One.Tel closely followed the failure of HIH Insurance and Impulse Airlines.

That's a disaster 10 times bigger than TWA-800 going down outside New York just after take-off in 97, and they are still fishing out pieces. Just because it is in glorious slow motion - taking a decade, not a minute to unfold - doesn't mean we shouldn't still be as concerned with businesses going down as with aircraft crashes. People lives are destroyed and assets lost just as thoroughly in both types of crashes.

The government and professional bodies should be just as concerned with these outcomes and ensuring they can never happen again.

# How do you work with a "World's Greatest ..."

My style has been described as "Straight Up the Middle, with lots of smoke and noise."

My only response is to recognise an intractable situation early and leave as quickly as you can. A luxury I can afford, having no dependants and a low level of debt.

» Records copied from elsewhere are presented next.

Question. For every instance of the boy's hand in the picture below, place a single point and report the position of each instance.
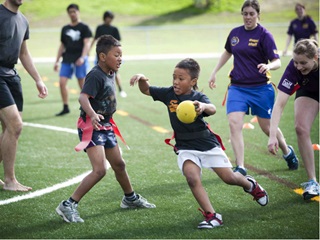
(199, 107)
(136, 78)
(95, 120)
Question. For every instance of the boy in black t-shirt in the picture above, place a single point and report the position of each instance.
(196, 145)
(74, 50)
(98, 103)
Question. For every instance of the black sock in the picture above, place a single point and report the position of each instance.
(70, 201)
(65, 107)
(131, 196)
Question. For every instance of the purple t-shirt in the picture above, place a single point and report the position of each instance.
(293, 76)
(302, 28)
(250, 48)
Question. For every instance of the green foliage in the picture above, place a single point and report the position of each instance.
(47, 157)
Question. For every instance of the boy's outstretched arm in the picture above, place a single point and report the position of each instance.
(142, 82)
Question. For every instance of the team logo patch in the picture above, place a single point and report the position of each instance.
(173, 105)
(234, 41)
(305, 81)
(253, 42)
(287, 84)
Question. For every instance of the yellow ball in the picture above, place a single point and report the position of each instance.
(186, 112)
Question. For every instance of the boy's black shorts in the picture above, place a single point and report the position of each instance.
(11, 92)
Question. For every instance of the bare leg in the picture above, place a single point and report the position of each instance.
(12, 127)
(236, 137)
(64, 89)
(265, 126)
(233, 178)
(193, 177)
(99, 165)
(304, 118)
(119, 167)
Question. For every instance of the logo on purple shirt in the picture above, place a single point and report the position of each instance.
(286, 83)
(234, 41)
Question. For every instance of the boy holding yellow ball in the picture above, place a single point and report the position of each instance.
(196, 145)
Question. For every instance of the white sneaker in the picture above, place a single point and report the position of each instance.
(140, 202)
(212, 220)
(311, 189)
(258, 193)
(69, 212)
(123, 94)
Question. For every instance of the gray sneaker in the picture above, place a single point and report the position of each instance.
(138, 203)
(311, 189)
(69, 212)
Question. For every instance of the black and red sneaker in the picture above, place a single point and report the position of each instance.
(259, 194)
(212, 220)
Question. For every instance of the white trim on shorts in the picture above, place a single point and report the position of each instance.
(213, 158)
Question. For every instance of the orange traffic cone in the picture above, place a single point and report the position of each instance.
(254, 119)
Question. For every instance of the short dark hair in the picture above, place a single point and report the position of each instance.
(251, 3)
(192, 66)
(299, 5)
(308, 47)
(105, 43)
(73, 5)
(108, 14)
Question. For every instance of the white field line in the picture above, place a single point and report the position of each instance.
(41, 192)
(55, 187)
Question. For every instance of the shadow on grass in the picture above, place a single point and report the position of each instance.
(174, 16)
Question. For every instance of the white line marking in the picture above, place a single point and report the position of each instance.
(60, 129)
(45, 190)
(55, 187)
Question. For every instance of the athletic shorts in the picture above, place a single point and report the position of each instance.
(213, 158)
(11, 92)
(259, 100)
(67, 69)
(105, 138)
(304, 93)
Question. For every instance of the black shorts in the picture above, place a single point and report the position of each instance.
(11, 92)
(105, 138)
(304, 93)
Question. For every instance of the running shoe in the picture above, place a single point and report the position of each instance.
(68, 212)
(311, 189)
(292, 160)
(140, 202)
(258, 193)
(212, 220)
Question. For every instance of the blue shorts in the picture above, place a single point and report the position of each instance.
(67, 69)
(259, 99)
(11, 92)
(105, 138)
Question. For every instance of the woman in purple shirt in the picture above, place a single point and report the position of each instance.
(255, 54)
(301, 27)
(301, 76)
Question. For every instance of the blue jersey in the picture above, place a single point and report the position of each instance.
(250, 48)
(171, 100)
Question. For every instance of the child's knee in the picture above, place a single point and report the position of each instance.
(100, 173)
(119, 166)
(193, 181)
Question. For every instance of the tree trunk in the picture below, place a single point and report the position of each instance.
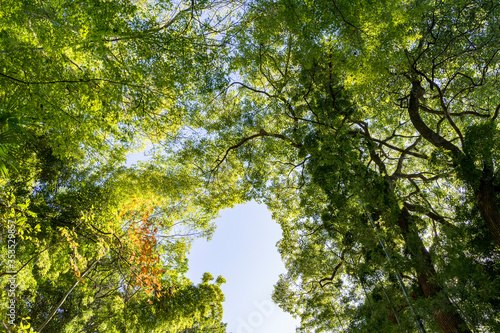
(487, 204)
(485, 194)
(445, 314)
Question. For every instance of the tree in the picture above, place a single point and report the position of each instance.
(334, 86)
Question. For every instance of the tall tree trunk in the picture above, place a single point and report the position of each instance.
(445, 314)
(485, 194)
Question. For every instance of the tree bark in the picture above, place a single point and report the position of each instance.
(487, 204)
(445, 314)
(485, 193)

# Some "Good Stuff" I learnt from friends.

• Know what's important. Focus on that, ignore the trivia.
• Practice - Order, Discipline, Rigour.
• The job isn't done until your records are up to date.
• Professionals do for $100k what anyone can do for$1M.
• Remember Good Ways to do things when you see them.
• ASK other people - what works? What doesn't.
• STANDARDISE. Make it so they is just one way things happen.
• Be prepared to work odd hours to not impact your users.
• Clean up as you go.
• The details are important.
• DON'T accept a job you can't do.
• Be Proactive, not Reactive.
• Practice 'Root Cause Analysis' - fix faults and processes, not just
symptoms.
• You have to stay on the leading edge. This takes lots of time and experimentation.
• There is NO substitute for ability, experience, and general knowledge.
• Aim for 100% reliability. Know what you have to do to achieve it.
• If you make Rules, apply them without exception.
You may get called The Network Nazi, but it will all work and you will be respected.
• Be personally flexible when dealing with users. Meet their needs, not just their expressed desire. This may involve some education.
• Let users know what's happening.
• Protect your staff from the vicissitudes of Management.
• Freeware is FINE. If it meets the need, use it.
• Know and Explore your tools.

# Some of the WGSA's work

Here is a [longish] list of some of the wonderful technical and process problems I came across. Remember this was a largish, not huge, enterprise. There were only 75 Unix hosts, a thousand or so users [total], and a network that went to less than 100 sites.

Many of the systems were front-ends to the mainframe or a production system for the business.
The Unix support team was mostly 3 people, sometimes with a manager, sometimes with people doing performance analysis/reporting, or 'implementations' - such as HP Openview [I.T. Operations].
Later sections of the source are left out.